Ganho da reforma tributária foi aprovação de sugestão do TCU para revisão das exceções a cada cinco anos
Em seu artigo à Folha, Coelho destaca que a “boa notícia” é que, por sugestão do TCU (Tribunal de Contas da União), o Senado aprovou, dentro do texto da reforma tributária do consumo, uma revisão de todas as exceções a cada cinco anos.
Ele defende ainda que é preciso rever as isenções fiscais que já existem, que devem somar R$ 486 bilhões em 2024. Por isso, o cineasta e economista defende “cortar gastos tributários”. “Sem métrica e sem transparência, as isenções fiscais brasileiras precisam imediatamente passar por um pente-fino”, diz.
Sobre isso, pode-se dizer que a reforma tributária sobre a renda já começou. O ministro da Fazenda, Fernando Haddad, tem batido nessa tecla desde que assumiu a pasta, centrando suas críticas nos privilégios tributários que beneficiam um grupo restrito de bilionários. Entre as propostas, está o projeto de taxação dos super-ricos e offshores, já aprovado na Câmara e que agora tramita no Senado.
O artigo de Coelho cita estudo da Receita Federal de 2019, que mostrou que os gastos no Brasil com isenções tributárias corresponderam, naquele ano, a 4,8% do PIB (Produto Interno Bruto), quando o ideal teria sido 2%.
No estudo, o órgão recomendava que as revisões e reduções de isenções fiscais fossem feitas de maneira integrada à reforma tributária, e o jeito de garantir segurança jurídica e previsibilidade seria por meio de transições.
A Receita dá a dica de que ao menos R$ 50 bilhões das isenções poderiam ser reduzidos ano a ano, todos os anos. “Esses R$ 50 bilhões são, por acaso e sorte, exatamente o montante que caminha para nos desequilibrar fiscalmente no ano que vem”, diz trecho do artigo.
Em outro trecho, ele aponta que, entre os gastos tributários em isenções fiscais, o maior deles é o regime especial do Simples Nacional: cerca de R$ 118 bilhões em 2024. “Apesar do nome, o Simples complica em muito o nosso já asfixiante cipoal tributário, contribuindo para o que se chama de ‘desigualdade horizontal’ na tributação”, pontua.
No entanto, Coelho ressalta que não é o caso de acabar com o Simples, “mas de corrigir o modelo”, pois “um Simples bem desenhado seria bom”. “O problema do desenho atual é que cria injustiças de início: o Simples era para ser para os pequenos e, nesse sentido, seria justo e ainda incentivaria a formalização. Porém, ele foi se deturpando e acabou dando benefícios injustificáveis aos grandões. O que menos precisamos agora é aumentá-lo”, defende.

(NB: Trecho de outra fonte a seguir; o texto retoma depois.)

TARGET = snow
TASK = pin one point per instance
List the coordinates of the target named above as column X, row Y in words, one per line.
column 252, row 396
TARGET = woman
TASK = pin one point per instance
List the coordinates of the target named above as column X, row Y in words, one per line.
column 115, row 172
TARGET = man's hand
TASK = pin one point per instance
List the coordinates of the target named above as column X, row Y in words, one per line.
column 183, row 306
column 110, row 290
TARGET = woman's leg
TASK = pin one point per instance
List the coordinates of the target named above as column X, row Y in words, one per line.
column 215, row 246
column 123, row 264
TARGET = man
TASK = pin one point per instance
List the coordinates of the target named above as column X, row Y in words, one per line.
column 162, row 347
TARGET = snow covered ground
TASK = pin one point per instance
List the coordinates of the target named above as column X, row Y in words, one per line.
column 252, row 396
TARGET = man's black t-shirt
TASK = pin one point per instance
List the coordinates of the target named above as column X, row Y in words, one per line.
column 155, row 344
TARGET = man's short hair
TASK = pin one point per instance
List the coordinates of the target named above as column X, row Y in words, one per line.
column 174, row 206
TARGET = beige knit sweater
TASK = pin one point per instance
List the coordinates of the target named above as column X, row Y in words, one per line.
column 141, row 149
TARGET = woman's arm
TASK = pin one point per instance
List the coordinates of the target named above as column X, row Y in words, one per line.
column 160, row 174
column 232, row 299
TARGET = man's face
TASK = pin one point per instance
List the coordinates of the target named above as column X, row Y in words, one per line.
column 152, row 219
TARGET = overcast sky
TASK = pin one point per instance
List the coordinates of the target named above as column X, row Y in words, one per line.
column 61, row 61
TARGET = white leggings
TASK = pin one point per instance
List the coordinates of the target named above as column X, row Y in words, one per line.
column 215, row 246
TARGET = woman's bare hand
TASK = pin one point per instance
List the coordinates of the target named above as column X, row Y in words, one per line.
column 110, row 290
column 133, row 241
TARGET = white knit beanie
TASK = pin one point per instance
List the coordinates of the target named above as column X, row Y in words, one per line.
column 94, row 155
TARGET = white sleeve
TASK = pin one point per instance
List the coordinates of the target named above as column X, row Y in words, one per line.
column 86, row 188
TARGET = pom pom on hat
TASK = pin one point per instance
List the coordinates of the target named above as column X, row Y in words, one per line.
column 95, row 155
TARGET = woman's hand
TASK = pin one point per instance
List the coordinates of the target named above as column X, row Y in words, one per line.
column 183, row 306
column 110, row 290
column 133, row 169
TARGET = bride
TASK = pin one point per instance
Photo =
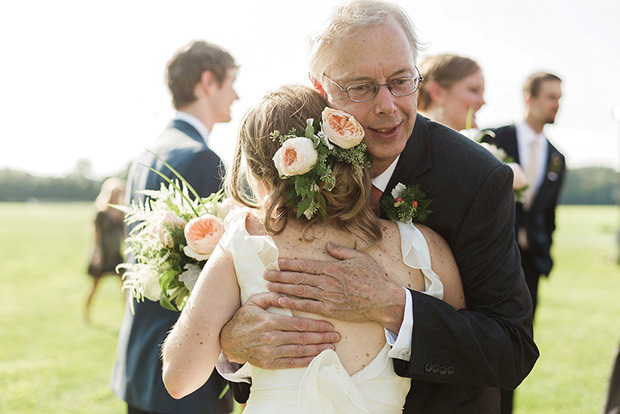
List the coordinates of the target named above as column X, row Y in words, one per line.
column 296, row 221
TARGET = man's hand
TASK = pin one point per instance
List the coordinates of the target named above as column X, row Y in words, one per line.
column 355, row 288
column 272, row 341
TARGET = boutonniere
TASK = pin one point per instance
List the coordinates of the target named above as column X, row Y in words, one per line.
column 555, row 167
column 406, row 204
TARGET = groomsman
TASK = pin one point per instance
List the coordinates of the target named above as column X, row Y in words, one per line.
column 544, row 166
column 200, row 77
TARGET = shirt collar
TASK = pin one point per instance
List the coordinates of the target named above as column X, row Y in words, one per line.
column 195, row 122
column 382, row 180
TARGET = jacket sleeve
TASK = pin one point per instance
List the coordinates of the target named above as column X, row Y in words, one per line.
column 491, row 342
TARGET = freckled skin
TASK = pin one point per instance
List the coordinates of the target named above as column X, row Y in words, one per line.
column 360, row 342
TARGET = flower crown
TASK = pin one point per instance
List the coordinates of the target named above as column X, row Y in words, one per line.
column 306, row 158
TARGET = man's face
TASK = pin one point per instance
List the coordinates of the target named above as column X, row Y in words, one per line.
column 378, row 54
column 545, row 105
column 222, row 97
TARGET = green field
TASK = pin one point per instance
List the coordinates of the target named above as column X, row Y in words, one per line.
column 52, row 362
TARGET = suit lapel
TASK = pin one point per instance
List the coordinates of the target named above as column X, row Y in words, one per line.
column 415, row 159
column 188, row 130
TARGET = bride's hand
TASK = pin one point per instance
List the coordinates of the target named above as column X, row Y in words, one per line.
column 355, row 288
column 272, row 341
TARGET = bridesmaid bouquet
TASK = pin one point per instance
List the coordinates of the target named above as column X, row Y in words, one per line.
column 519, row 184
column 171, row 237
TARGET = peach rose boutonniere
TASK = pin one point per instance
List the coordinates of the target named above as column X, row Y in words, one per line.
column 172, row 235
column 306, row 158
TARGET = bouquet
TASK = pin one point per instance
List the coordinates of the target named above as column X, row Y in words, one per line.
column 519, row 184
column 171, row 237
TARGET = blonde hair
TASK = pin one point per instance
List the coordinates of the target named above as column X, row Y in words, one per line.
column 347, row 20
column 108, row 188
column 283, row 109
column 187, row 65
column 446, row 70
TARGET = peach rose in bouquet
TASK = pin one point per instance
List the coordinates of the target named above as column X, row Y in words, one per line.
column 202, row 235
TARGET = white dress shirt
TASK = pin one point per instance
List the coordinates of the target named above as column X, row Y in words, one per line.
column 195, row 122
column 525, row 136
column 401, row 341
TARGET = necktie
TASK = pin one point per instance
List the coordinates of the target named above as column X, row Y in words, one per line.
column 375, row 197
column 532, row 175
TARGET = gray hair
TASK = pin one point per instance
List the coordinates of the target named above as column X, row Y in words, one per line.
column 348, row 19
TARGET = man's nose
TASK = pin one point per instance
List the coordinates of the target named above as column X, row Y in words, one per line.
column 385, row 101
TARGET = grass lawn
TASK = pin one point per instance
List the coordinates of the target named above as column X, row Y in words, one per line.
column 52, row 362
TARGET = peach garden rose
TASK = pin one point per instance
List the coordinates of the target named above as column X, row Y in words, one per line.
column 296, row 156
column 341, row 128
column 202, row 235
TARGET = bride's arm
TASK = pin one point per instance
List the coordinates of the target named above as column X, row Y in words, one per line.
column 444, row 264
column 193, row 346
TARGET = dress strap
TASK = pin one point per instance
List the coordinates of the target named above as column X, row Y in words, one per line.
column 417, row 256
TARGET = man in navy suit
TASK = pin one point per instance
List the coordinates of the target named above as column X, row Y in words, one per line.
column 544, row 166
column 365, row 64
column 200, row 77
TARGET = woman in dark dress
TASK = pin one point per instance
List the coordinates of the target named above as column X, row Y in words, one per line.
column 109, row 235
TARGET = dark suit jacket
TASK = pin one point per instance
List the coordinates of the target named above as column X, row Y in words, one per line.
column 459, row 357
column 539, row 221
column 137, row 374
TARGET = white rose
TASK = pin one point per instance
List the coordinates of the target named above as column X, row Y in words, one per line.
column 296, row 156
column 162, row 224
column 202, row 235
column 341, row 128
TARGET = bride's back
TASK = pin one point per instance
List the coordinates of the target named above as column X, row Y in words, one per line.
column 360, row 342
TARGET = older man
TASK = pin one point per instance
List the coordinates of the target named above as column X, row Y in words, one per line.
column 364, row 61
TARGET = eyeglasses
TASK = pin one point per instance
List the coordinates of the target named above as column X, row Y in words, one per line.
column 365, row 91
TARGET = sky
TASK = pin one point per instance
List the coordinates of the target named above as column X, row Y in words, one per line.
column 84, row 79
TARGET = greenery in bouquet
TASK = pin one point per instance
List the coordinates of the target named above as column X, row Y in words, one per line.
column 170, row 239
column 519, row 184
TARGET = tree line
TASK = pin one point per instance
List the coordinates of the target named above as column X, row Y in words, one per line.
column 588, row 185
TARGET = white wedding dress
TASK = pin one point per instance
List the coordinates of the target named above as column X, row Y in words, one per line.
column 324, row 387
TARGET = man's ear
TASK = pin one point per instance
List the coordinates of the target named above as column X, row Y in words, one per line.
column 316, row 85
column 436, row 92
column 207, row 81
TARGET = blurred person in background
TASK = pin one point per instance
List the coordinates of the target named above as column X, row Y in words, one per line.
column 109, row 235
column 200, row 77
column 544, row 167
column 452, row 91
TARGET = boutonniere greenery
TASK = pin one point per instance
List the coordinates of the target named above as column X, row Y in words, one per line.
column 406, row 204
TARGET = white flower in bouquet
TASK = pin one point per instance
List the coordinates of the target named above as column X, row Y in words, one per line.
column 166, row 261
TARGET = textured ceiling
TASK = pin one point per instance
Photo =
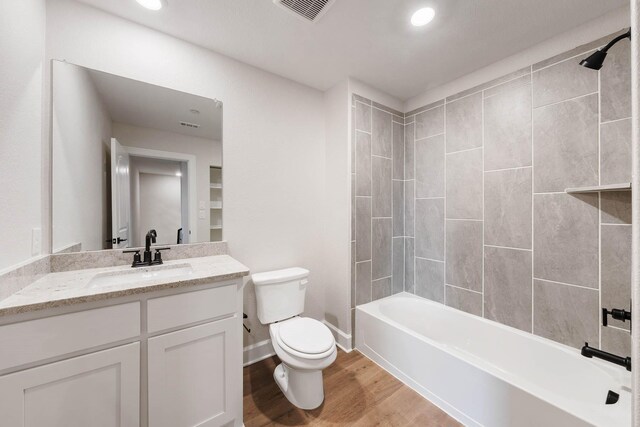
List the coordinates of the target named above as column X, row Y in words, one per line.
column 370, row 40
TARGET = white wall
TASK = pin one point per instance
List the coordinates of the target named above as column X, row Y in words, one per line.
column 160, row 206
column 22, row 24
column 337, row 251
column 81, row 139
column 600, row 27
column 207, row 152
column 273, row 137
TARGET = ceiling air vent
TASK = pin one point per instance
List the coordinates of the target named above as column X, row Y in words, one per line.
column 190, row 125
column 309, row 10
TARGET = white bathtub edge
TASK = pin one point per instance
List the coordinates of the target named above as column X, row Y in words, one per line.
column 432, row 398
column 343, row 340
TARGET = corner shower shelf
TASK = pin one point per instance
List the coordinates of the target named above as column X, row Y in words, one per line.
column 624, row 186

De modo geral, o economista cineasta também defende a revisão do MEI (Microempreendedor Individual), pois “o MEI, como o Simples, gera ineficiência alocativa ao incentivar empreendedores a não ultrapassar o teto de faturamento, mantendo-se ‘micro’ e, assim, reduzindo seu acesso à escala, tecnologia e, por consequência, limitando sua produtividade. O MEI ainda esconde uma verdadeira bomba-relógio para a Previdência, um problema ainda sem discussão”, salienta.
Por isso, ele defende que uma forma de permitir que empreendedores do MEI e Simples possam crescer seria reduzir os custos da folha de pagamento e o impostos de renda para todos os setores e não apenas para os que têm lobby forte.
“Assim, seria possível encontrar ‘o meio do caminho’ entre essas perdas de receita e os impossíveis R$ 118 bilhões hoje gastos com o Simples Nacional anualmente, mitigando também o rombo do MEI na Previdência”, diz.
Enfim, o caminho é longo, mas todas essas discussões são importantes para a reorganização do Estado brasileiro no sentido de ter um crescimento sustentado e uniforme no futuro.